Nestlé souffre d’une demande en berne et déçoit les attentes
La multinationale vaudoise a dévoilé hier des résultats mitigés, qui n’ont pas convaincu les investisseurs. Ayant reconnu avoir recouru à des traitements interdits sur ses eaux minérales en France, le groupe est en train de réviser ses pratiques dans plus
XRéputé pour sa solidité à toute épreuve, Nestlé a cette fois-ci déçu les attentes. Le numéro un mondial de l’alimentation souffre d’une demande atone et la reprise amorcée au quatrième trimestre n’a pas permis d’inverser la tendance. «L’inflation sans précédent de ces deux dernières années a accru la pression sur de nombreux consommateurs et a affecté la demande de produits alimentaires et de boissons», a souligné le directeur général Mark Schneider.
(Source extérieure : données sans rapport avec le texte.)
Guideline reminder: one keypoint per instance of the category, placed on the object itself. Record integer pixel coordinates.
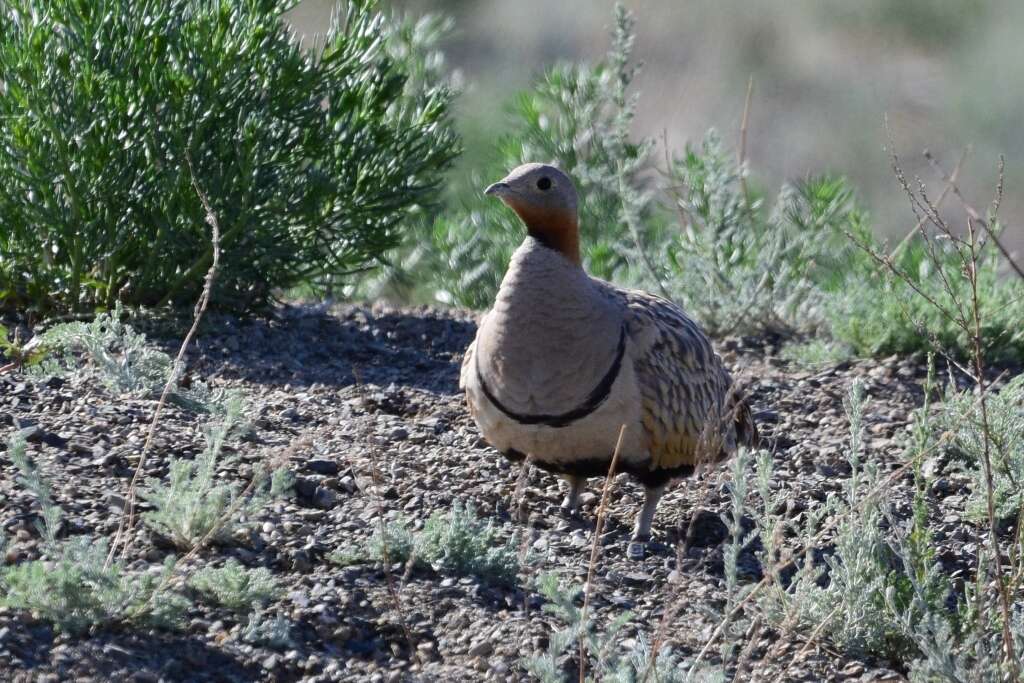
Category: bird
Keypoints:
(563, 360)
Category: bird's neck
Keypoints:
(557, 229)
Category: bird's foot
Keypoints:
(637, 548)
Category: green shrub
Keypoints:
(960, 417)
(237, 588)
(872, 587)
(578, 117)
(309, 161)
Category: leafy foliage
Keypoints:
(961, 417)
(871, 590)
(310, 161)
(76, 589)
(237, 588)
(578, 117)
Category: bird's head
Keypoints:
(546, 201)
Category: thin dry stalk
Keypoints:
(392, 590)
(968, 316)
(975, 215)
(519, 514)
(949, 185)
(979, 363)
(675, 604)
(748, 652)
(594, 549)
(128, 512)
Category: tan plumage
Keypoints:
(563, 359)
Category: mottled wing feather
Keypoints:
(684, 387)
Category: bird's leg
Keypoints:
(571, 503)
(641, 532)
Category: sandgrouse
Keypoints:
(563, 359)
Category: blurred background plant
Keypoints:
(309, 160)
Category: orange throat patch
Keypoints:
(555, 228)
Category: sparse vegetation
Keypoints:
(453, 542)
(610, 662)
(310, 160)
(237, 588)
(297, 154)
(193, 503)
(75, 588)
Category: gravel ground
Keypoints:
(406, 416)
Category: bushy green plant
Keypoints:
(76, 588)
(309, 159)
(236, 587)
(194, 504)
(872, 588)
(578, 117)
(458, 542)
(960, 416)
(736, 267)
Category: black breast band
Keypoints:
(591, 403)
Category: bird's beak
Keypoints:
(499, 188)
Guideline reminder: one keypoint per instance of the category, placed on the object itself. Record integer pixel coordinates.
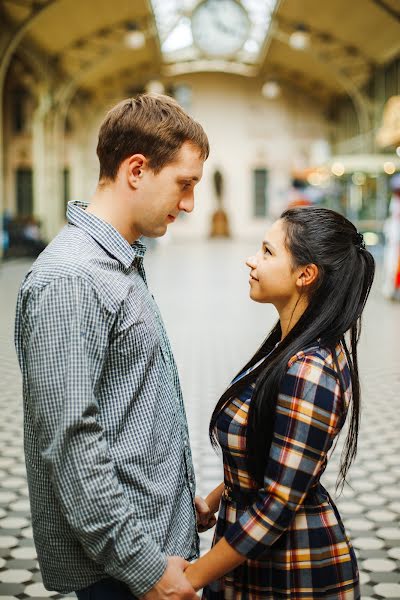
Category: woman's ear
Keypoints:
(307, 276)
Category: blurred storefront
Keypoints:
(300, 104)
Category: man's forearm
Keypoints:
(221, 559)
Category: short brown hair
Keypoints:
(150, 124)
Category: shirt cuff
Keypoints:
(147, 577)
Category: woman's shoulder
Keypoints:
(317, 364)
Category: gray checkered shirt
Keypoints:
(109, 466)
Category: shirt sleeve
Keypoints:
(66, 336)
(308, 417)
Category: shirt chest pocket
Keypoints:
(137, 333)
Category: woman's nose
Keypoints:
(251, 262)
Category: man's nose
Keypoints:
(187, 203)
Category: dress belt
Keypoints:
(239, 496)
(246, 497)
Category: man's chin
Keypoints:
(159, 232)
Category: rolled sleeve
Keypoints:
(67, 335)
(308, 416)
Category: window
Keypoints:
(19, 99)
(66, 190)
(260, 206)
(24, 192)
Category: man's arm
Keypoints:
(66, 341)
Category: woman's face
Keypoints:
(272, 277)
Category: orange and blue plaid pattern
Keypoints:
(290, 531)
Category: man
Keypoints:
(108, 460)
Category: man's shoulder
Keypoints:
(72, 256)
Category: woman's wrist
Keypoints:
(213, 499)
(190, 573)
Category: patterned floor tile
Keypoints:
(204, 294)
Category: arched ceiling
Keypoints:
(85, 40)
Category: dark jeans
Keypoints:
(106, 589)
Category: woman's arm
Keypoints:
(309, 410)
(207, 508)
(221, 559)
(213, 499)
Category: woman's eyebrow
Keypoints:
(267, 243)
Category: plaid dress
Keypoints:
(290, 531)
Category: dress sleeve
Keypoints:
(308, 417)
(66, 339)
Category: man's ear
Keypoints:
(307, 276)
(135, 167)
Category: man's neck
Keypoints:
(107, 206)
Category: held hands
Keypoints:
(205, 516)
(173, 585)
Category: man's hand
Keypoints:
(173, 585)
(205, 516)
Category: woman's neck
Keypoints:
(290, 313)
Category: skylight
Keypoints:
(173, 20)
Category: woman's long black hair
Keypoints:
(345, 274)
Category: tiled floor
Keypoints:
(202, 291)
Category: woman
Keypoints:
(278, 534)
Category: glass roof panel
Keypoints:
(175, 33)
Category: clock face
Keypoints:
(220, 27)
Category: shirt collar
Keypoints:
(104, 234)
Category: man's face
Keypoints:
(165, 194)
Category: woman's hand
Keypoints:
(205, 516)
Les résultats annuels publiés jeudi n’ont pourtant réservé aucune grande surprise. Le chiffre d’affaires a reculé l’an dernier de 1,5% à 93 milliards de francs. Le bénéfice net a lui augmenté de 20,9% à 11,2 milliards. La marge opérationnelle ajustée s’inscrit à 17,3%, en hausse de 0,2 point sur un an.
Un couac informatique
Dans le détail, les taux de change ont raboté les ventes de 7,8%, tandis que la croissance organique ressort à 7,2%. L’effet des augmentations de prix atteint 7,5%. Indicateur très scruté par les analystes, la croissance interne réelle, qui correspond aux volumes, reste négative, à -0,3%. Celle-ci a été pénalisée par une demande en berne, des contraintes de capacité et une interruption temporaire de l’approvisionnement en vitamines, minéraux et compléments au second semestre.
En conférence de presse, Mark Schneider a admis que la performance de la division Nestlé Health Science, touchée par ces perturbations, était décevante. Il a pointé du doigt des problèmes d’intégration des systèmes informatiques négligés par l’ancienne équipe dirigeante. Maigre motif de satisfaction, la croissance interne réelle est revenue en zone positive (+0,4%) entre octobre et décembre, après cinq trimestres consécutifs de baisse.
Les investisseurs ont lourdement sanctionné le groupe à la bourse suisse. L’action lâchait en matinée plus de 5% pour tomber à son plus bas niveau depuis quatre ans. «C’est une année à oublier pour Nestlé, résume dans un commentaire Jean-Philippe Bertschy, responsable de la recherche chez Vontobel. La croissance relativement faible des volumes ainsi que le problème auto-infligé à la division Nestlé Health Science ont certainement laissé un goût amer». La multinationale pâtit également de la comparaison avec Danone, qui a publié le même jour des résultats «excellents», relève-t-il.
Les hausses de prix étaient le principal moteur de la croissance des revenus pendant la poussée inflationniste. Leur stabilisation pèse inévitablement sur les prévisions. Le groupe table pour 2024 sur une croissance organique des ventes d’environ 4%. Nestlé veut limiter la hausse de ses prix pour relancer la consommation. Mark Schneider a averti qu’à l’avenir, la croissance reposera davantage sur la progression des volumes.
Pratiques de Nestlé Waters à revoir
Eclaboussée par le scandale des eaux minérales en France, la firme explique qu’elle est en train de réviser les modalités d’exploitation de ses activités dans plusieurs pays. Les pratiques sur certains sites de production «pourraient ne pas être en phase avec le cadre réglementaire applicable. Nestlé regrette cette situation et est actuellement engagée avec les autorités compétentes pour s’assurer que ses pratiques opérationnelles sont parfaitement conformes.» Interrogé à ce propos, Mark Schneider n’a pas souhaité nommer les pays concernés.
L’ONG Foodwatch a porté plainte mercredi contre Nestlé Waters, filiale du géant veveysan, au Tribunal judiciaire de Paris pour neuf infractions. Elle lui reproche d’avoir traité illégalement ses eaux en bouteille et de les avoir vendues sans en informer les consommateurs. Radio France et le journal Le Monde ont révélé fin janvier que la filiale du groupe a eu recours «à des systèmes de traitement de l’eau tels que des filtres à charbon ou des filtres UV» pour ses marques Perrier, Vittel, Hépar et Contrex.
En Suisse aussi, Nestlé a utilisé des procédés de dépollution interdits, en recourant à des filtres au charbon actif pour son eau minérale Henniez. Ces mesures de protection non conformes ont été arrêtées fin 2022.